This song is about a girl who is so attractive, she flatlines Cole Swindell's heart. He is joined by Dierks Bentley, who also praises the woman's beauty - "One kiss from you tonight will send me on to the other side," he sings. The song is the first duet that Swindell has recorded.
Speaking to Country Countdown USA's Lon Helton, Swindell said he originally penned the song in around 2012 for Bentley. "I wrote it for him, sent it to him and never heard from him. I don't know if he heard it or didn't like it, but a year or so ago, I was texting with him and sent it to him, and he loved it," he explained. "We talked about it for a while, and sure enough, we got to do it, and it's gonna be awesome. I'm just very excited to be singing with Dierks."
A "flatliner" is medical jargon for a person whose heart has stopped beating. The reference is to the flat line that appears on an electrocardiograph screen that shows there is no activity. The term was popularized by the 1990 film Flatliners, in which medical students experiment to see if there's life after death.
Other artists that have recorded songs using a flatline as a metaphor for someone or something that stops hearts, include Mutya Keisha Siobhan and Wilkinson.
Cole Swindell wrote the song with his producer Michael Carter. "That was when Cole and I were just writing in the back of the bus, a lot of 'good' songs," Carter recalled. "We were out there watching Dierks headline and getting to hang out with him, and then all of a sudden, it's one of those full-circle deals, where one day, we're sitting in the studio... and here comes Dierks bopping in, singing on the album."
Speaking to The Boot, Cole Swindell recalled the story of the song and how he ended up recruiting Dierks Bentley to accompany him on it.
"Before I ever had my record deal, I just had a publishing deal over at Sony ATV. I had that title, 'Flatliner,' and just the idea of a girl stopping everybody's heart - just kind of a fun idea.
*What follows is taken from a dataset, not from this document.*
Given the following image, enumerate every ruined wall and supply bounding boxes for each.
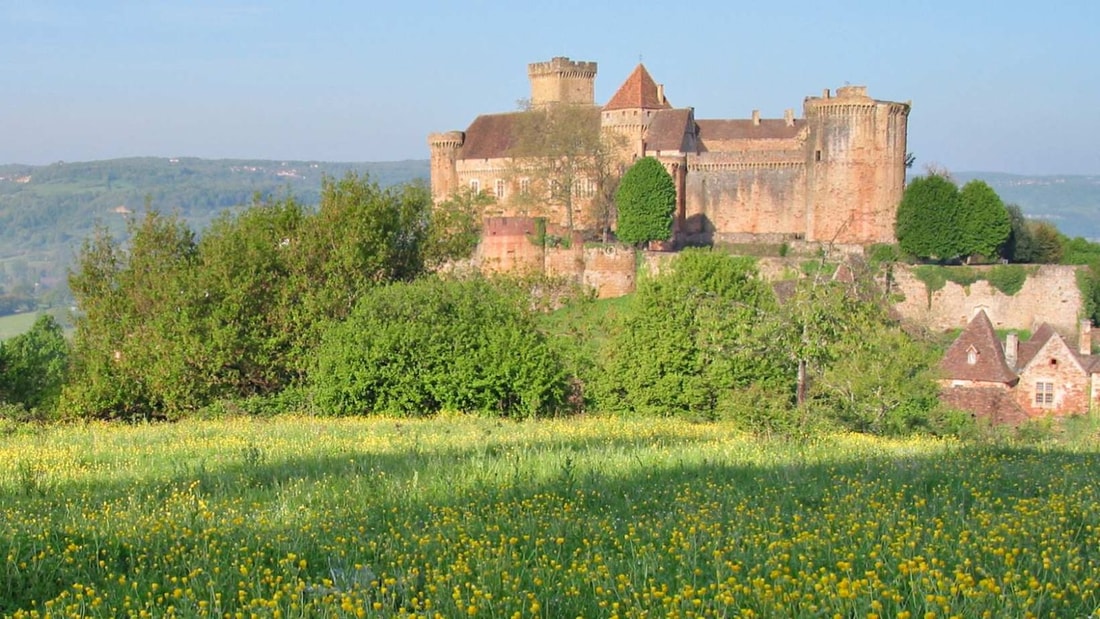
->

When we started writing it, I had Dierks in mind, kind of like, 'This would be a cool Dierks Bentley song.' We wrote it [and said], 'Let's send this one to Dierks.' I didn't even have a good contact for Dierks at the time, so I don't think he ever even actually heard it, but we had him in mind writing it.
A couple years later, after I did get my record deal, I sent him a copy of the song … He's like, 'Dude, this is a smash.' So I told him, 'Maybe we can sing it together one day,' kidding. We kind of joked around about that when we'd see each other, for a year. Sure enough, when it came around, we contacted his people, and he was willing to do it."